Custom Shortlinks with Shlink

I setup Shlink in a Digital Ocean droplet, and put it behind Cloudflare. There's nothing super unique here, but I wanted to document it both for my sake, and anyone else that has a similar setup.

I'm using the smallest/cheapest Digital Ocean droplet I can. As usual, I don't expect this to be serving a ton of traffic, and Cloudflare will help offload some of that. In this case, that means a 10GB regular SSD, 1 CPU, and 512MB of ram running Ubuntu 24.04.

A lot of this was back and forth. Start the docker, make some changes to MariaDB, restart things. I'm not going to try to go in order so if you find something isn't working, check if there is a dependency that might be addressed later. In general though, I'm going to try to keep to a top-down order that should work.

DNS/Cloudflare

You can register a new short domain, I'm using a subdomain on mine. So I setup a proxied A record for "link" (so my short links will be https://link.nullsec.us) and pointed it to the Digital Ocean IP address.

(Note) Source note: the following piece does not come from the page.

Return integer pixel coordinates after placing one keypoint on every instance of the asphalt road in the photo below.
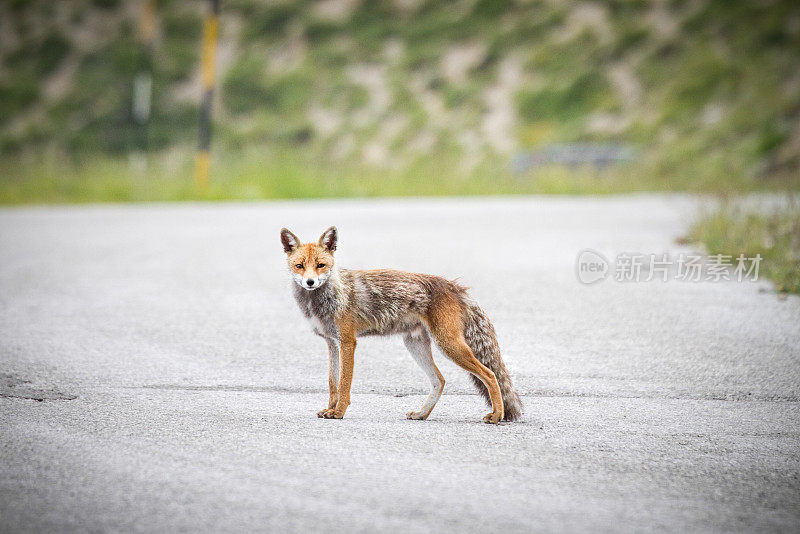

One thing you may want to do is bypass caching for the REST API. You can do this under Caching -> Cache Rules and add a custom filter expression. Use URI Path -> starts with -> /rest/. Expression should look like (starts_with(http.request.uri.path, "/rest/")). Then select "Bypass cache" and save. This way if you want to use https://app.shlink.io to manage things, it shouldn't pull old/cached results.

NGINX

Start with sudo apt install nginx. There's a few things we'll be modifying, as we go along, periodically run nginx -t to make sure the configuration is valid and systemctl reload nginx to make sure everything is working.

nginx.conf

Located in /etc/nginx/nginx.conf. I changed two things in this file.

The first is the addition of a custom logging format to add $scheme (e.g. HTTP or HTTPS) and $host (e.g. link.nullsec.us or the IP of the server). You should already have an access_log line, just add the custom_combined to the end of it.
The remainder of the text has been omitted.